Lo revelado por Jorge Sánchez Jasso, edil de Huamantla, en el sentido de que el robo al tren se ha convertido en una actividad cultural en las comunidades ubicadas por donde cruzan las vías del ferrocarril, pone de manifiesto el fracaso rotundo de las acciones contra la delincuencia y políticas públicas de este y los anteriores gobiernos en sus distintos niveles.

Según lo denunciado por el alcalde de extracción priista, de ser una actividad delictiva, el robo al tren ha pasado a ser una forma de vida de un amplio número de habitantes de comunidades aledañas a las vías del ferrocarril, pues no pasa día sin que sea denunciado un asalto de esta naturaleza.

El que este delito se haya convertido en una actividad “cultural” implica muchos factores que van desde la falta de atención a las comunidades con programas educativos, culturales, deportivos, sociales y económicos y la oferta de fuentes de trabajo bien remunerados, hasta la aplicación de operativos de seguridad que inhiban esos eventos.


Seguramente tanto el gobierno actual como los anteriores llevan o llevaron a cabo estas acciones a esos pobladores. Algunas de las preguntas que surgen son ¿por qué no han funcionado? o ¿es necesario aplicar otras estrategias? para, como dijo el edil huamantleco, “arrancar de raíz” el deseo de robar que se presenta en algunos habitantes.

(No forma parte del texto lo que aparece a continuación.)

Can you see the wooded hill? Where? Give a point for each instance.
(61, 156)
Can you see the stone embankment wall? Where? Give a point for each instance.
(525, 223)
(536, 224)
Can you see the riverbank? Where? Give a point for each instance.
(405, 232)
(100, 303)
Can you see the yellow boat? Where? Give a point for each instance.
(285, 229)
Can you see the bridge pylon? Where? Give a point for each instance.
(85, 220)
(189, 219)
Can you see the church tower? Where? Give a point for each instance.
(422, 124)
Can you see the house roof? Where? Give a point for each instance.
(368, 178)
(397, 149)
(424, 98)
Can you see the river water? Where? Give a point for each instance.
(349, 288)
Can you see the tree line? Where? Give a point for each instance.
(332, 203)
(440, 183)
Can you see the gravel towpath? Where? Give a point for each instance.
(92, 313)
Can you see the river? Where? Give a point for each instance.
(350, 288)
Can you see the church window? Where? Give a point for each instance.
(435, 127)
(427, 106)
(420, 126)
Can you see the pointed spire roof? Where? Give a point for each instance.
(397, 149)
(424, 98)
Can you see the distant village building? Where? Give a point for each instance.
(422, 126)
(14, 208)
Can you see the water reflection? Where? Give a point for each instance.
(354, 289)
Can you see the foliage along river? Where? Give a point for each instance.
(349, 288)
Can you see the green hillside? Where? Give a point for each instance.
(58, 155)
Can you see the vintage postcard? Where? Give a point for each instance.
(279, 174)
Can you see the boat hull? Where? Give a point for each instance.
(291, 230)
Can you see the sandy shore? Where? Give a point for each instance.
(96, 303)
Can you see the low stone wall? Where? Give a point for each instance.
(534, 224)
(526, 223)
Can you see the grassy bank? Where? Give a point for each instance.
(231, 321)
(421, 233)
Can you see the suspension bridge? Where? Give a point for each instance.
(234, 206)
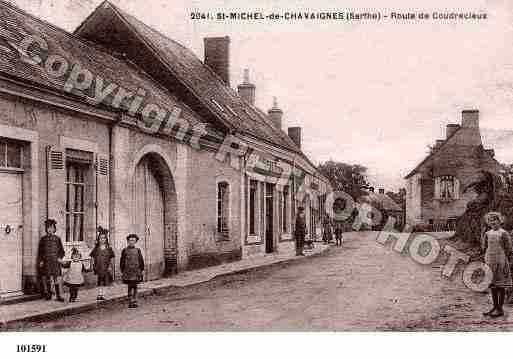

Jorge Sánchez informó también que ya se tienen identificadas a algunas personas presuntamente vinculadas a estas actividades delictivas, información que, afirmó, ha compartido con las autoridades de procuración de justicia y de seguridad pública para que se proceda a su detención.

Es imprescindible que los gobiernos en sus distintos niveles hagan lo necesario para detener estos ilícitos, pero sobre todo proporcionar a las comunidades las posibilidades y herramientas que les permita una forma de vida digna y honesta.